Relational nouns, pronouns, and resumption

Ash Asudeh
Carleton University

This article has now been published as follows:
  author =	{Ash Asudeh},
  title =	{Relational Nouns, Pronouns, and Resumption},
  journal =	{Linguistics and Philosophy},
  year = 	2005,
  volume =	28,
  pages =	{375--446}

If you cannot access the published version, please contact me for a copy.

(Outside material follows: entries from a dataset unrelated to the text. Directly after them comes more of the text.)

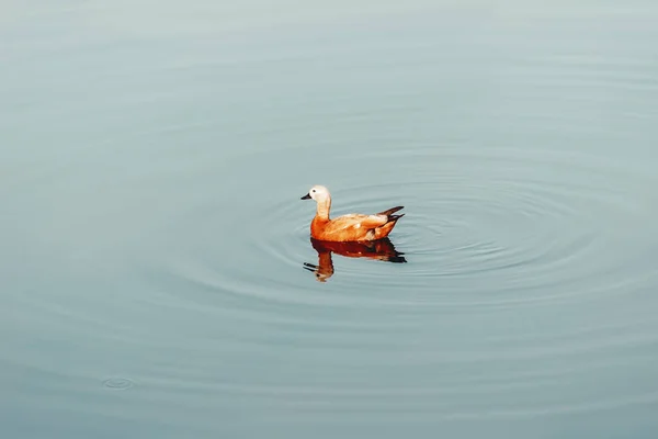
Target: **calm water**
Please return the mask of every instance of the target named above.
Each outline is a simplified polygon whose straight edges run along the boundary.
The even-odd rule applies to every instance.
[[[4,1],[1,436],[655,438],[658,8],[531,3]]]

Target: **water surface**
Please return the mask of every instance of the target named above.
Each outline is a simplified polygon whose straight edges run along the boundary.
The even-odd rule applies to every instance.
[[[5,4],[2,436],[653,438],[658,10],[534,3]]]

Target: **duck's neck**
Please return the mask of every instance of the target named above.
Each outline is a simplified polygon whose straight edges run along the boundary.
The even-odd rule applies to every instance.
[[[329,210],[331,209],[331,199],[327,198],[326,200],[318,201],[318,207],[316,211],[316,218],[318,219],[329,219]]]

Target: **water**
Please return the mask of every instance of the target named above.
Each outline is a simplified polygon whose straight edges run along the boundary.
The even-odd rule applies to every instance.
[[[2,437],[654,438],[658,9],[534,3],[5,2]]]

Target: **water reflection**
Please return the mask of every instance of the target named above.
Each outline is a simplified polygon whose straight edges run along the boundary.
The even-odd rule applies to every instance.
[[[396,250],[388,238],[366,243],[332,243],[310,238],[313,248],[318,252],[318,263],[304,262],[304,268],[316,275],[318,282],[326,282],[333,275],[331,254],[348,258],[370,258],[387,262],[407,262],[401,251]]]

This paper presents a variable-free analysis of relational nouns in Glue Semantics, within a Lexical Functional Grammar (LFG) architecture. Relational nouns and resumptive pronouns are bound using the usual binding mechanisms of LFG. Special attention is paid to the bound readings of relational nouns, how these interact with genitives and obliques, and their behaviour with respect to scope, crossover and reconstruction. I consider a puzzle that arises regarding relational nouns and resumptive pronouns, given that relational nouns can have bound readings and resumptive pronouns are just a specific instance of bound pronouns. The puzzle is: why is it impossible for bound implicit arguments of relational nouns to be resumptive? The puzzle is highlighted by a well known variety of variable-free semantics, where pronouns and relational noun phrases are identical both in category and (base) type. I show that the puzzle also arises for an established variable-based theory. I present an analysis of resumptive pronouns that crucially treats resumptives in terms of the resource logic linear logic that underlies Glue Semantics: a resumptive pronoun is a perfectly ordinary pronoun that constitutes a surplus resource; this surplus resource requires the presence of a resumptive-licensing resource consumer, a manager resource. Manager resources properly distinguish between resumptive pronouns and bound relational nouns, based on differences between them at the level of semantic structure. The resumptive puzzle is thus solved. The paper closes by considering the solution in light of the hypothesis of direct compositionality. It is argued that a directly compositional version of the theory is possible, although perhaps not desirable. The implications for direct compositionality are considered.